Otherwise, the Best Night Out list comprises the usual suspects -- Les Miserables, Wicked and Chicago -- with straight play hits Jerusalem and The Pitmen Painters, plus Shrek and The Railway Children and -- very strangely -- Batman Live and Office Party.
The inclusion of Crazy For You is an extension of the Standard's conservatism when it comes to musical theatre and a chance to garland another crowd-pleaser at the expense of honouring more adventurous new musical comedy work in Betty Blue Eyes and Lend Me A Tenor. Matilda's certain to be Best Musical.
As I've said before, the Standard is missing a trick here. Instead of following us at Whatsonstage.com, with long lists and expanding categories, and now the popular vote, they should cling to what is, or at least was, special about the Standard awards: their authoritative arbitrariness. That's what once gave the Standard awards prestige and glamour.
Now it's all a terrible muddle, and all decided far too early in the year, with a slew of November/December openings -- Michael Sheen's Hamlet, Juno and the Paycock at the National, The Lion in Winter, Neil LaBute at the Almeida, Lenny Henry in The Comedy of Errors, Eddie Redmayne's Richard II, The Ladykillers and Joe Penhall's new play at the Royal Court -- presumably not making the cut.
When it comes to the next round of film awards, I'll be very surprised if Tinker Tailor Soldier Spy doesn't clean up. It's a wonderfully sustained atmospheric rendition of John Le Carre's novel, with one or two tweaks, and a brilliant blank performance by Gary Oldman at its slow beating heart.
You realise, watching the film, that we have an entirely new generation of middle-aged character actors in our movies now. Not Just Colin Firth, who's superb as one of the "Circle" of intelligence agents, but also Ciaran Hinds, Toby Jones, Simon McBurney and Mark Strong; all of them, of course, graduates of our ever frutiful theatre culture. And Tom Hardy is outstanding as a low level agent who gets too caught up in a personal affair.
Kathy Burke plays the retired office stalwart whom Beryl Reid played in the Alec Guinness television version, and makes something quite different of the role, though I'm not sure the line about being seriously underserviced in the sexual pleasure department is strictly appropriate, or in period. Great to see Linda Marlowe, too, in a tiny role towards the end, dogs yapping at her heels in an espionage "safe house" near the Oval.
I saw the film at my new local refurbished Swiss Cottage Odeon, starting with the bland aperitif of Woody Allen's hugely disappointing Midnight In Paris, in which Tom Hiddlestone plays an incongruously pleasant Scott Fitzgerald.

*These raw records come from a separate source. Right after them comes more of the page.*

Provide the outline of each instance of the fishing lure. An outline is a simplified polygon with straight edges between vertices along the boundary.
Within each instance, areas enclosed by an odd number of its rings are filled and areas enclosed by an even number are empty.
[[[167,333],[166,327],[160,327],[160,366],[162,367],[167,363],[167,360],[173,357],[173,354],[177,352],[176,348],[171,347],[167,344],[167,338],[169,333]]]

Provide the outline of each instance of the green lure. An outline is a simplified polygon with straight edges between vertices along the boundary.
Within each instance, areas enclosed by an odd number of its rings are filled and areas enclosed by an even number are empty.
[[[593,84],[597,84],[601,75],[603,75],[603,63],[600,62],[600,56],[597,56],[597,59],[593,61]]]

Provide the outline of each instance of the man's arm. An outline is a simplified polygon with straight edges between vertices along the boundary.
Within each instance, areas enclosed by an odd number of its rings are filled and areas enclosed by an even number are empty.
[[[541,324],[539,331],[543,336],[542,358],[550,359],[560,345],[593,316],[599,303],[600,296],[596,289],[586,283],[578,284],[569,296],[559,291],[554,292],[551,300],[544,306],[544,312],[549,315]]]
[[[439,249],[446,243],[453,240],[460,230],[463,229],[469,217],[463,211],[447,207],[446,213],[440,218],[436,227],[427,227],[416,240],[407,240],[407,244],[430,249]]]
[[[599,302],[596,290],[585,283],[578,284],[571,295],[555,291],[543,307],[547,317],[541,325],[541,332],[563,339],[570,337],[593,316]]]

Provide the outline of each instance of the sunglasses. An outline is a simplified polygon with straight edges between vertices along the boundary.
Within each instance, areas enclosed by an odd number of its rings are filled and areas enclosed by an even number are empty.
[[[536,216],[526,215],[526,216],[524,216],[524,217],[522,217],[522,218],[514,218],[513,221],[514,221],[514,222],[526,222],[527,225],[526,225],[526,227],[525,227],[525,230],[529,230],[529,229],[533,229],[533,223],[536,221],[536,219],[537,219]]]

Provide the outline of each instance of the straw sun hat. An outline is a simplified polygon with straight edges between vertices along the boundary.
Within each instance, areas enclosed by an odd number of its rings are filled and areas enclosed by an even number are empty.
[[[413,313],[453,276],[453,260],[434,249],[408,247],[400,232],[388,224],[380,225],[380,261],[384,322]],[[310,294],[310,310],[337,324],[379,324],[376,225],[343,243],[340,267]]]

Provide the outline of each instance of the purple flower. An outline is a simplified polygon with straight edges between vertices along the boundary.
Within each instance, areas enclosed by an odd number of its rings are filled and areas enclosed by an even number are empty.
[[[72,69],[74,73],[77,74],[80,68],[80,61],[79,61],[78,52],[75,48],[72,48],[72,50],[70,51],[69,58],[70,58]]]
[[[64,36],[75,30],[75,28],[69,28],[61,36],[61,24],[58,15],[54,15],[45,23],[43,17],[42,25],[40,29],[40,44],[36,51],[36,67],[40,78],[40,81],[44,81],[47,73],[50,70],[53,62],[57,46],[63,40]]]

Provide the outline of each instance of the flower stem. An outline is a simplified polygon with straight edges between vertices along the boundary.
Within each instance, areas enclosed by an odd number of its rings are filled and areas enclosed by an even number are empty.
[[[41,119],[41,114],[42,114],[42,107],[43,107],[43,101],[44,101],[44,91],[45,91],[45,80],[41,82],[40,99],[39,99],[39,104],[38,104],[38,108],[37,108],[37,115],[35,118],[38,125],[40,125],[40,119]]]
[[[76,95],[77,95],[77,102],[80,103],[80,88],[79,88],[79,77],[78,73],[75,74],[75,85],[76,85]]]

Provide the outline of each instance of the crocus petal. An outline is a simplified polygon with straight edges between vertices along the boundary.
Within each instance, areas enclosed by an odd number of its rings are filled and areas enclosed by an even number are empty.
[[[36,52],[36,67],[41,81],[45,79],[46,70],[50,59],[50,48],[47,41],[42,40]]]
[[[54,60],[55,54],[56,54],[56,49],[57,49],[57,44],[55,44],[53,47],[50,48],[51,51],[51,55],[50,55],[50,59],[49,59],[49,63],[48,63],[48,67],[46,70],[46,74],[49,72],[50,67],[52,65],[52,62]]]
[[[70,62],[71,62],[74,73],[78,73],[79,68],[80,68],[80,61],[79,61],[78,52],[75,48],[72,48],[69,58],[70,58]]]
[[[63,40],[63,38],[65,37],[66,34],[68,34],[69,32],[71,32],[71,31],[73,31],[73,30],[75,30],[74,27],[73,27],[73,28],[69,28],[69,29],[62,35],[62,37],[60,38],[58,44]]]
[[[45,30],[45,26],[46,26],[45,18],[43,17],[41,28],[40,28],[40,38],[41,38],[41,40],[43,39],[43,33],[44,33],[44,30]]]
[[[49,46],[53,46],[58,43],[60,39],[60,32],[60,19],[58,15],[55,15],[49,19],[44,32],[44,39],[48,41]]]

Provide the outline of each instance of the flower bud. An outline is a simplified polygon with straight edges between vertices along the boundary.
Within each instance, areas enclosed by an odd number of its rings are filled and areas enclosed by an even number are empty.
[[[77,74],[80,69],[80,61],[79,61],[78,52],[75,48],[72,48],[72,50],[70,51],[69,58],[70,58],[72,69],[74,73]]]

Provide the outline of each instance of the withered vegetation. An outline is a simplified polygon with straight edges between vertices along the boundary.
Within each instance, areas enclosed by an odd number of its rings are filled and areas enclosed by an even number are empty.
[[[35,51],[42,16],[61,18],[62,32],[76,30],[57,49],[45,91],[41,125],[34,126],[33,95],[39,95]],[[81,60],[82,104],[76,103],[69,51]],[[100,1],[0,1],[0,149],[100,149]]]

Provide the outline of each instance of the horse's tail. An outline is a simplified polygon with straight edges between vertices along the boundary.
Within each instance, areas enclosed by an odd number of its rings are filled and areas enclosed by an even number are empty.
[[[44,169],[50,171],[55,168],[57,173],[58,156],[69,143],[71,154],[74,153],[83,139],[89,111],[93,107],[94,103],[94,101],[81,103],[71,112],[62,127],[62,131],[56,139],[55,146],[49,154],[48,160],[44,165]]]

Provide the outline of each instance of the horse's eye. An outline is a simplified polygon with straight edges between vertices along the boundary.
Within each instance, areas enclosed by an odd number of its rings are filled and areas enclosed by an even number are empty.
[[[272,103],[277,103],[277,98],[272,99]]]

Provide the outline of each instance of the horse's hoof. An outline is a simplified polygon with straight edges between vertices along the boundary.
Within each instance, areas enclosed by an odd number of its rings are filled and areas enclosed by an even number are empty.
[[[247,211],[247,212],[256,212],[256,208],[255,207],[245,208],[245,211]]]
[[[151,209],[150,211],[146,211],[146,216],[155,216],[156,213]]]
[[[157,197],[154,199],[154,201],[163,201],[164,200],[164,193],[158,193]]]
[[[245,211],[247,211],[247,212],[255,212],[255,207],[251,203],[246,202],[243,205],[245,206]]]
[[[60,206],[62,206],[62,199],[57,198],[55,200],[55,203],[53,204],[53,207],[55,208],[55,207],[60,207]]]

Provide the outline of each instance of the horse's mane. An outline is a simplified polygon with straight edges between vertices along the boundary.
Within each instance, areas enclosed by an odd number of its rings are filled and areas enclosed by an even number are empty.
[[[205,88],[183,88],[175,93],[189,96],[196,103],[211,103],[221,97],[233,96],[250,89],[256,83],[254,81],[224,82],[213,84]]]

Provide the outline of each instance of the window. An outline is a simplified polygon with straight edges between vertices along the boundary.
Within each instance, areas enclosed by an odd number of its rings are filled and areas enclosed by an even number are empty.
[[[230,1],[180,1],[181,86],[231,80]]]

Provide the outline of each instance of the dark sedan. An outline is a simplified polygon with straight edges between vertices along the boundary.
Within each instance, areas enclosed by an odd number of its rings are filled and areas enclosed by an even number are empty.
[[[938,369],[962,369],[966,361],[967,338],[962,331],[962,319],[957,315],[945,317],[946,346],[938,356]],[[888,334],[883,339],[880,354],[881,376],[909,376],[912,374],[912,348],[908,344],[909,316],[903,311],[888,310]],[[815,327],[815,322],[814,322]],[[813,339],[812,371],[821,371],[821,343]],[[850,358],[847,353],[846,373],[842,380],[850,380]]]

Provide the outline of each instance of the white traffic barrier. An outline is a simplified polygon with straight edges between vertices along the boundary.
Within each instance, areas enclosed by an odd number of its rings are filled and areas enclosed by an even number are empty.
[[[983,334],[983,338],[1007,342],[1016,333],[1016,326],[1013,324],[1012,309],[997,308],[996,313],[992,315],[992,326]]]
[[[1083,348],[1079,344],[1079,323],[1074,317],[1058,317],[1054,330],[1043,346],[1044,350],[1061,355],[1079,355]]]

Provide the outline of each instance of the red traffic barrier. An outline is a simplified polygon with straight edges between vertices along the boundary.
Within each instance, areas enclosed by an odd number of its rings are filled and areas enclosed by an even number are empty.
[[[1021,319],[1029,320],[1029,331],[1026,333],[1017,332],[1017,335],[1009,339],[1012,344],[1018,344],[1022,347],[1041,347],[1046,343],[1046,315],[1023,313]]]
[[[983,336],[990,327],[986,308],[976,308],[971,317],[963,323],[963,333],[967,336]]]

The film's a tourist's love letter to Paris in which Owen Wilson, struggling on the brink of a boring marriage to his American fiancee, and trying to write a novel, is whisked back first to Paris in the 1920s (only Adrien Brody's Salvador Dali makes these scenes less than utterly excruciating) and then to the Moulin Rouge in La Belle Epoque: hello Degas, hi there little man Lautrec...
The conclusion is that a previous era was always preferable to the present one, so we must learn to make do, and if that means leaving America to live in Europe, so be it. I thought Woody Allen had revived his career a little with Vicky Cristina Barcelona, but this is just sad sap hooey, written and directed without energy or wit, ploughing at every turn straight into self-pitying sentimentality.
And who the hell is Owen Wilson? He's even less of a Woody clone than was Kenneth Branagh. And as for Michael Sheen as a pompous intellectual: he does a sort of speaking clock guide to Versailles as if programmed by a dumb tourist guide; speaking of which, up pops Carla Bruni as just such a character, straining not to form any facial expressions that might spoil her Botox.
Anyway, point is, they've done up my Odeon in five new cinemas, one of them an Imax, two of them "premiere," with a swanky new bar and toilets. Midnight in Paris was in a "premiere" small venue and all ticket prices £12.50, which is ridiculous. This is one way of making audiences for Woody Allen films, already dwindling, even smaller.